The star of our show with his co-star, Colin Farrell.
Eo
Finally! Leave to Polish director Jerzy Skolimowski (whom I only know from the 1978 horror film The Shout, with Alan Bates) to push the humans to the background and make the donkey the star! Eo is reminiscent of Warhorse, though without the ponderous Spielbergian touch. The Kuleshov effect—where two images are juxtaposed to encourage the audience to project emotion on to the scene—is paramount in movies about animals (y’know, ’cause they can’t really act), and this movie is no exception.

If Apuleius were alive today, he’d be collecting royalties that’d make Tolkien blush.
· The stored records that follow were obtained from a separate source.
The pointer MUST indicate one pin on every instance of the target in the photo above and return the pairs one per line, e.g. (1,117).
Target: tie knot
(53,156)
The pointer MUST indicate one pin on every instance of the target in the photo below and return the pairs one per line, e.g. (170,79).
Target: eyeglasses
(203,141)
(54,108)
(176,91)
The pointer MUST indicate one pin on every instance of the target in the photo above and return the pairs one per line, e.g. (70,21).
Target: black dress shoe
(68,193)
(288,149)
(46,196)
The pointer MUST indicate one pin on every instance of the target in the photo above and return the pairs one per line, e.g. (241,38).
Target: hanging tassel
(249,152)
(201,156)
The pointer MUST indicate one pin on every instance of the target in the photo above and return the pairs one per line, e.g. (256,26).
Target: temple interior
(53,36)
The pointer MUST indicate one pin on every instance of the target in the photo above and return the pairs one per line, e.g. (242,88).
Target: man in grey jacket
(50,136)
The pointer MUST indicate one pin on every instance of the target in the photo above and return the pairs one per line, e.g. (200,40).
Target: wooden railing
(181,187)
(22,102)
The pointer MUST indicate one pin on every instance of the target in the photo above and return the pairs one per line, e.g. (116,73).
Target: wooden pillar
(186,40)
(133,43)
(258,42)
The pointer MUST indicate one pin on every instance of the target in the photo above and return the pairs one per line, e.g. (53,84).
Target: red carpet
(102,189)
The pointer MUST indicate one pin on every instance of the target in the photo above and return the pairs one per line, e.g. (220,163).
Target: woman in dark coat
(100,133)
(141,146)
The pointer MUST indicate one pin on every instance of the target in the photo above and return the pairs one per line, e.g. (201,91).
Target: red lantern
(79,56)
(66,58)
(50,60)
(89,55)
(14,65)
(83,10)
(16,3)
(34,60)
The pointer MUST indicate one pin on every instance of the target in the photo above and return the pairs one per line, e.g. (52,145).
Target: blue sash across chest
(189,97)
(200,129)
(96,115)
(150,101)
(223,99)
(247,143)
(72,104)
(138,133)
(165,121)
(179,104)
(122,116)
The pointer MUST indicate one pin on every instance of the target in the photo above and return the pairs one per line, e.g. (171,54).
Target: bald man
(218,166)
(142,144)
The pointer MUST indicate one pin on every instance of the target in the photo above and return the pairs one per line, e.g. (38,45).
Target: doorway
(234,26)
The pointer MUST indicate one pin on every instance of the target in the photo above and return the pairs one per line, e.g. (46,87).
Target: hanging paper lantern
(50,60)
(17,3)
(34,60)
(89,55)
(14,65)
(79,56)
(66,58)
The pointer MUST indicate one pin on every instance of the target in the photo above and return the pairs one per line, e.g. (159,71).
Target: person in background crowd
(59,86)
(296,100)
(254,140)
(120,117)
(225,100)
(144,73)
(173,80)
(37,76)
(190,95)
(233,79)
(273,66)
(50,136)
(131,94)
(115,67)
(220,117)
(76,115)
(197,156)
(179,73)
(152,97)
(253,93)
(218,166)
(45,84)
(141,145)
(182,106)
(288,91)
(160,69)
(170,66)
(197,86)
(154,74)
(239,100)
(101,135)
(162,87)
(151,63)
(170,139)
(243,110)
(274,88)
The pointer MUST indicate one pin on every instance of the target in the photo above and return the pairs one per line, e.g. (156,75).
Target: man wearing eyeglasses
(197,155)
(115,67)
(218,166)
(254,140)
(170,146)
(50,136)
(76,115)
Guillermo del Toro’s Pinocchio
Surprise! GDT’s well-regarded remake of Pinocchio is completely ass free. Despite donkeys being prominent in the source material and every previous interpretation of it ever, del Toro opted to avoid these particular fantastic elements. Nonetheless, this is a worthwhile effort, and the best Pinocchio in 80 years. The music is not as catchy or memorable as Disney’s, of course, but the visualization manages to be highly and uniquely aesthetic without being the only reason for the film to exist.
There’s a lot of good here, so much so that when it misses, it kind of hurts. In particular, the movie has two major themes which it fails to develop. Early on, Geppetto is shown to be a religious man, building a crucifix for the local church when his son is killed. This gets resolved on Pinocchio’s first day of life and then never re-enters the story. It’s also an anti-fascist polemic—but GDT only seems to be able to view this in the most shallow “Italian fascism bad” (much like his previous movies’ “Spanish fascism bad”).
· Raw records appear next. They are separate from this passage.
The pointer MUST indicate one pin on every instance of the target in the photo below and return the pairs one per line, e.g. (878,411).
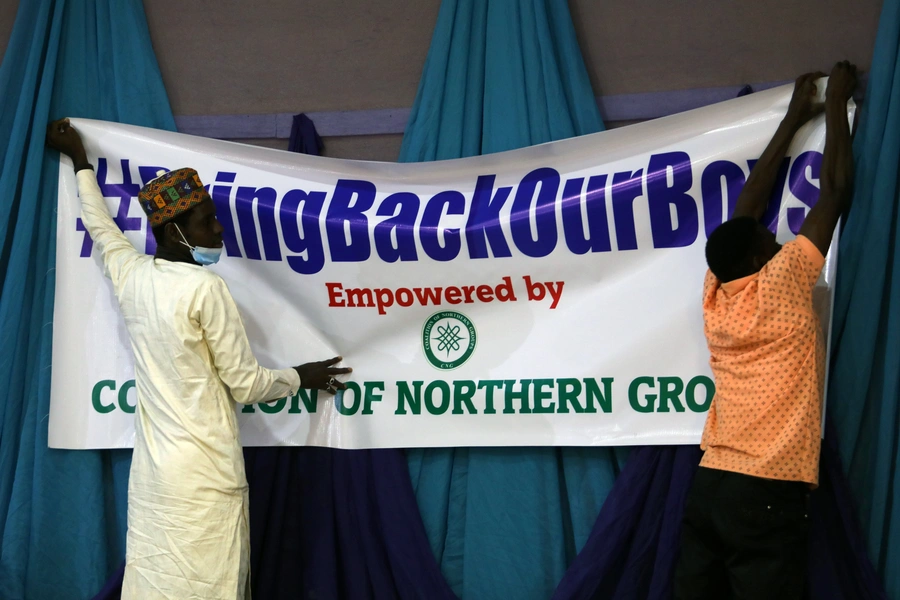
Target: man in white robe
(188,532)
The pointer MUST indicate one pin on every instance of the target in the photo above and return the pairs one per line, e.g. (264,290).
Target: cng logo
(448,339)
The traditional version of this story has Pinocchio disobeying his father (and society) by not going to school, and suffering as a result. GDT gives us a school dominated by fascist indoctrination—and then completely punts any sort of question of what it means to be obedient in a corrupt society.
Worst of all, it is completely ass-free.

It’s weird that a movie in development for over a decade feels so…underdeveloped.
In Summary: Asses
All four of these movies have been both critically and popularly well regarded, though none have made as much at the box office as The Unbearable Weight of Massive Talent which to me makes Hollywood’s next play obvious: Nicolas Cage starring in a remake of Francis Goes To Washington.